A new type of transformer can check its work. Instead of guessing the next output token in one shot like a typical transformer, it starts with a rough version of the token and improves it step by step.

What’s new: Alexi Gladstone and colleagues at University of Virginia, University of Illinois Urbana-Champaign, Amazon, Stanford, and Harvard proposed the Energy-Based Transformer (EBT). Early experiments show that it scales more efficiently than transformers at relatively small sizes.

Energy-based model basics: For a given input context paired with a candidate response (for example, a prompt and potential next token), an energy-based model produces a number called “energy” that represents how likely the potential next token would follow the prompt. During training, the model learns to assign low energy if a context/potential-response pair is very likely and high energy if it’s not.
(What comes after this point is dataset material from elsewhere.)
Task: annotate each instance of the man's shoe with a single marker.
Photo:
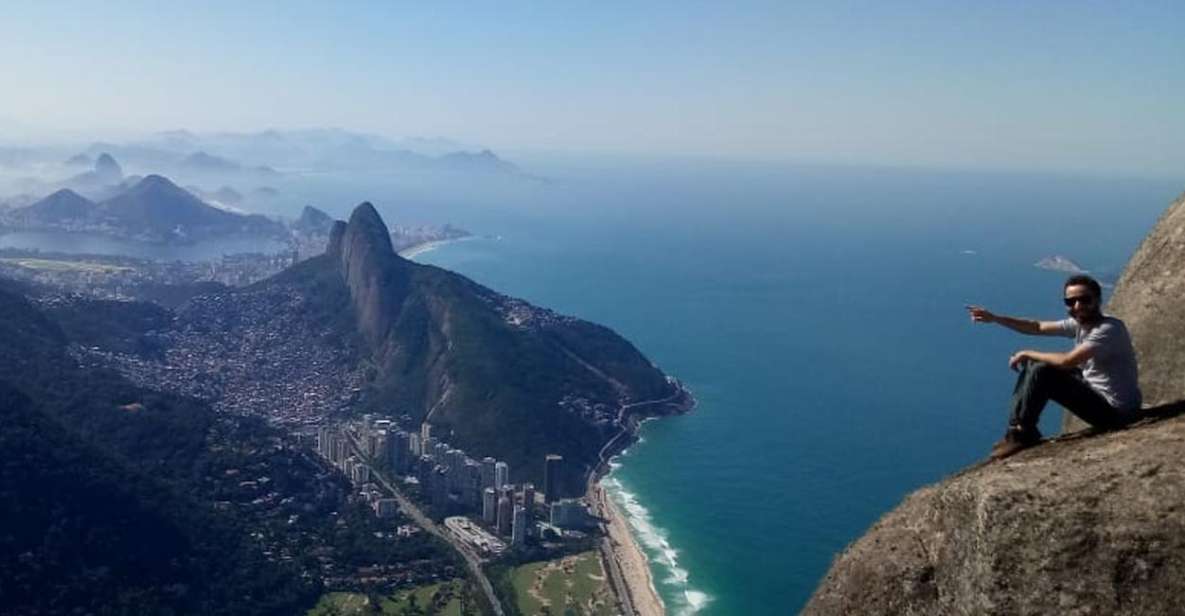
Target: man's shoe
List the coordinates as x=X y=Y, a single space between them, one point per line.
x=1014 y=441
Key insight: A typical transformer is trained to predict the next token directly, while an energy-based model learns how to score an input text. How would a researcher use an energy-based model to predict the next text token? A naive way would be to measure the energy of an input prompt with a random token, randomly modify the text token a number of times, and select the prompt-token combination with the lowest energy. Instead of random modification, a model can use gradient descent repeatedly to compute the change needed to decrease the token’s energy. This process enables the model to refine the token over several steps, ultimately producing a token with low energy (and high likelihood to follow the previous text).

How it works: Among other models, the authors trained a 44 million-parameter autoregressive EBT on the RedPajama-Data-v2 dataset of 32 billion text tokens scraped from the web. As input, EBT received a sequence of tokens and a probability vector (for the next token). It learned to output an energy score that measured the likelihood that the predicted next token would follow the context.
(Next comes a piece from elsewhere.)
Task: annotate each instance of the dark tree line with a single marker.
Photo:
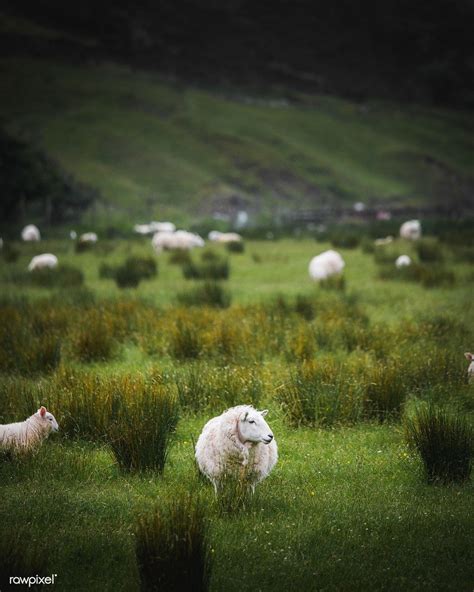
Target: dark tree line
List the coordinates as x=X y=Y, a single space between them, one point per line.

During training, given a text prompt and a random guess for the probability vector, the model computed the energy. It refined the vector (leaving the model weights unchanged) by backpropagating to compute the change in the vector needed to decrease the predicted energy, and then it updated the vector. It repeated this process for a fixed number of steps, producing a predicted probability vector.
The loss function encouraged the model to minimize the difference between the predicted probability vector and the ground-truth vector (1 for the right token, 0 for all others).
At inference, given an input, the model predicted the next token by starting with a random probability vector and refining it through a fixed number of steps.
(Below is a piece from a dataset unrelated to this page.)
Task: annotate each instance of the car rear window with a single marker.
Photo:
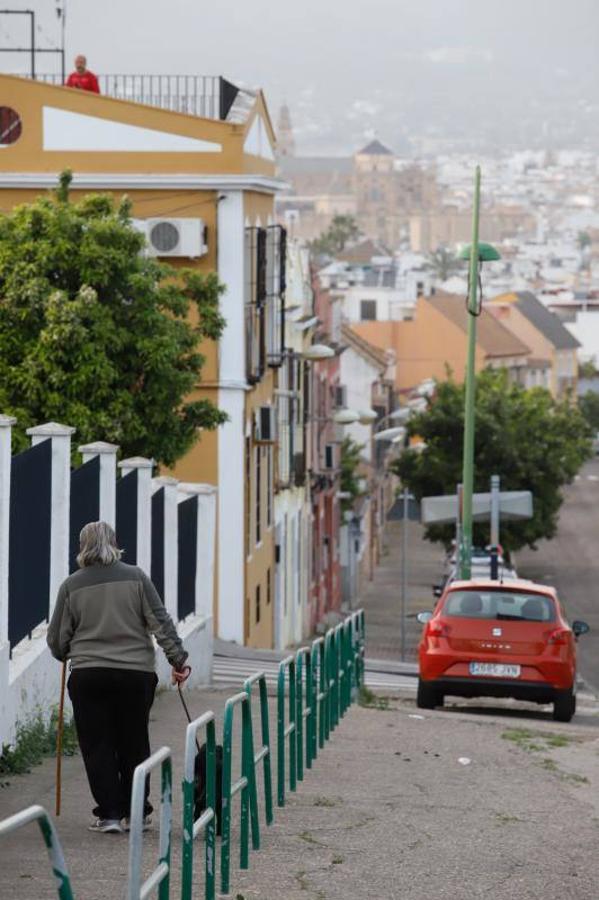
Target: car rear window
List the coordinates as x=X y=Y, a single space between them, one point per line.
x=514 y=605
Results: The authors compared EBTs and transformers of the same sizes and trained on the same numbers of tokens by measuring perplexity (a measure of the likelihood that a model will predict the next word, lower is better) on several benchmarks including math problems, question answering, and reading comprehension. Overall, EBT proved to be better at generalization but worse at generating text that followed the training data’s distribution. EBTs in the sizes tested proved to be significantly less compute-efficient than transformers, but they scaled better, and larger versions may be more efficient than transformers.

On three out of four popular benchmarks, the EBT achieved better perplexity than a vanilla transformer of the same size and trained on the same number of tokens. The EBT beat the transformer on GSM8K math problems (43.3 to 49.6), BIG-bench Elementary Math QA (72.6 to 79.8), and BIG-bench Dyck Languages, which tests closing brackets or parentheses accurately (125.3 to 131.5). On the SQuAD test of reading comprehension, EBT underperformed the transformer (53.1 to 52.3).
On a held-out portion of the dataset, the EBT achieved slightly worse perplexity than the transformer (33.43 to 31.36).
The authors trained several EBTs and transformers using model sizes and training-step counts dictated by transformer scaling laws and trained the models using roughly 10¹⁶ to 10²⁰ FLOPs. The EBTs required about 10 times more FLOPs than transformers to reach the same perplexity. However, per additional FLOP, the EBTs’ perplexity improved 3 percent faster than the transformers’, so larger EBTs trained on more data for more steps may achieve higher perplexity using fewer FLOPs.
The authors built autoregressive video models and vision transformers with similarly promising results.

Why it matters: This work offers intriguing possibilities for higher performance at larger scales. A typical transformer learns to predict the next token directly, but that locks it into a single forward pass per output token and provides no built-in measure of whether the prediction is good. In contrast, EBT learns to assign a score that it uses both to generate tokens (by iteratively lowering their energy) and to verify them (by checking if the energy is high). Work remains to learn whether larger EBTs can be more compute-efficient.

We’re thinking: When it comes to energy, AI research is a renewable resource!